Malcolm most fears the experiment will take her away from him. For as she grows more like Tera, the more she has the audacity to dispirit his peace of mind with her emotions, including becoming “diffident.” He eventually ponders if she was ever truly real, or merely a facsimile of a younger Tera that crafted onto a dead baby still in the womb.
It is in fact, this evolution of feminine independence that perhaps clues into why Malcolm lives and all the other men, including Margaret’s father, die. On the night of the experiment, the men feign scientific rationality as they lustfully unwrap Queen Tera’s body, revealing a perfect nude form covered in a bridal dress. Malcolm compares it to an ivory statue of antiquity. But as Margaret demands the men not stare at her naked form, only Malcolm attempts to obey his fiancee’s wishes and goes to the door, before she allows him to stay and look. None of the other men are so respectful to Tera/Margaret’s wishes.

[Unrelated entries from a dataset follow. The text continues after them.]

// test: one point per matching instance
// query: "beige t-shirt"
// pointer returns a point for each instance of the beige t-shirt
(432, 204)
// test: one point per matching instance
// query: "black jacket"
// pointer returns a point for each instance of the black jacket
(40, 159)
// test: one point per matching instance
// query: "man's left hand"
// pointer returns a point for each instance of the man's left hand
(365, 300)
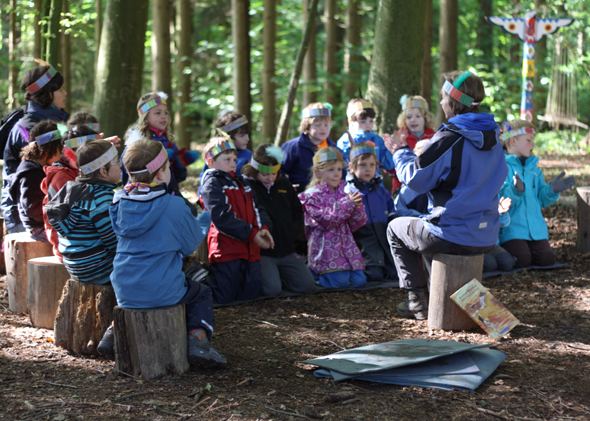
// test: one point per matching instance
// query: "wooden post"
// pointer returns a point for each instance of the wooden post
(47, 278)
(151, 342)
(448, 274)
(18, 250)
(83, 315)
(583, 194)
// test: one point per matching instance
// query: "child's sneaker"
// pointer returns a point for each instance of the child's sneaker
(106, 346)
(200, 351)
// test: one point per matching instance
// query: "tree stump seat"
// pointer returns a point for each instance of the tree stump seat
(83, 315)
(19, 248)
(151, 342)
(448, 274)
(47, 278)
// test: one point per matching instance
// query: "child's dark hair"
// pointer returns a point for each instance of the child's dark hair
(228, 118)
(90, 151)
(34, 151)
(82, 117)
(362, 114)
(138, 155)
(43, 95)
(471, 86)
(262, 156)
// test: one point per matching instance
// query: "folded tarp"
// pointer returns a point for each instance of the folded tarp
(446, 365)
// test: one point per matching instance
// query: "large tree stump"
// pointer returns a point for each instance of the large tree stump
(583, 194)
(448, 274)
(47, 278)
(18, 250)
(83, 315)
(151, 342)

“What does that matter? Sex is not a matter of years! A woman is a woman, if she has been dead five thousand centuries!”
At the end of the novel, all the men, who also watched the experiment first-hand as vapors and jewels began to glow around Tera’s body, are dead. Malcolm is not. But the curiosity is that in the dark of night (the power goes out and the lamps are smited in the experiment), Malcolm first mistakes Tera’s body for Margaret and escorts it after fainting upstairs. Upon returning, he discovers Margaret is dead and the body he took away was that of Tera, who vanished into the night, leaving behind her bridal gown that only Malcolm was given permission by Margaret to glimpse beneath.

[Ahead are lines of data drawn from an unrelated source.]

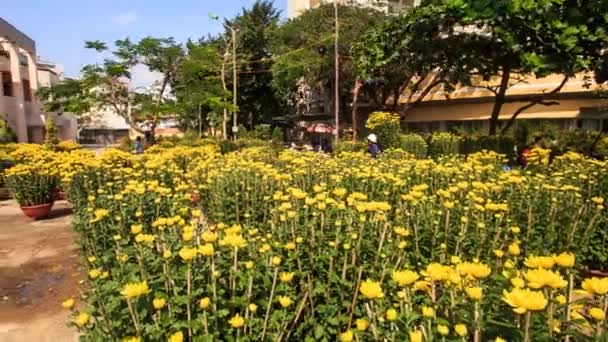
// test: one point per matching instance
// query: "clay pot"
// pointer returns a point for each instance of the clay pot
(37, 211)
(59, 195)
(195, 198)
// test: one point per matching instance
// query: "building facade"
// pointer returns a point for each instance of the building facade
(296, 7)
(577, 105)
(21, 75)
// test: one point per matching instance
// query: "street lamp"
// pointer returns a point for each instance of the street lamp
(213, 16)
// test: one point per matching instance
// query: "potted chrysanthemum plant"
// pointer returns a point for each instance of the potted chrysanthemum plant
(33, 188)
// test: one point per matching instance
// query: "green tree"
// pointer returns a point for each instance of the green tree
(198, 86)
(526, 38)
(257, 99)
(304, 51)
(107, 85)
(412, 54)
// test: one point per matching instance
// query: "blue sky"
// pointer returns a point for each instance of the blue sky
(60, 27)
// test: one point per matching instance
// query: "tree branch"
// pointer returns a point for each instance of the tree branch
(540, 99)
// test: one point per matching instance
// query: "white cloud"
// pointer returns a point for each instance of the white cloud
(125, 19)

A more logical ending might have been if the two bodies of Margaret and Tera became one, because their souls were clearly linked. My interpretation of it all is the girl that Malcolm knew as Margaret is entirely destroyed and consumed by the womanly Tera, who is now free to leave her father’s household, as well as Malcolm’s dominion, never to be seen again.
Tera Lives Again
Intentionally or not, 2017’s The Mummy returns to the specter that haunted Stoker’s Egyptian ghost story. Director Alex Kurtzman credits the Egyptian origins of Oscar Isaac’s fiend in X-Men: Apocalypse for the gender swap in his take on The Mummy tale. And indeed, he seems to have combined Imhotep and Ankh-es-en-Amon right down to their names merging into “Ahmanet.” (The name may also be a play on “Amunet” the ancient Egyptian goddess who’s a recurring presence in the also Dracula-influenced Showtime series, Penny Dreadful).

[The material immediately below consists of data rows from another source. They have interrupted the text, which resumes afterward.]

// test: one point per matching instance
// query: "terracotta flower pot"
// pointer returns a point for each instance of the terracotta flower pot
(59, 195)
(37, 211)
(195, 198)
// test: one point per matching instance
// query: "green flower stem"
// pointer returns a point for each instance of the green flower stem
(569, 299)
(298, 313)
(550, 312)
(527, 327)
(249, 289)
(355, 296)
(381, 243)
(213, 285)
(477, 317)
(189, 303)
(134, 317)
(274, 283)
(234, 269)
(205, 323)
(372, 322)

We even asked Kurtzman about it during a recent New York junket for The Mummy. While he admits he never knew about Jewel, he mused, “Now I have something to read. I’m going to remember that.”
Be that as it may, the visual of a strong, new woman returning from thousands of years ago to ruin a man’s calm—in this case Tom Cruise—is the stuff of Victorian night terrors. Just ask Bram Stoker.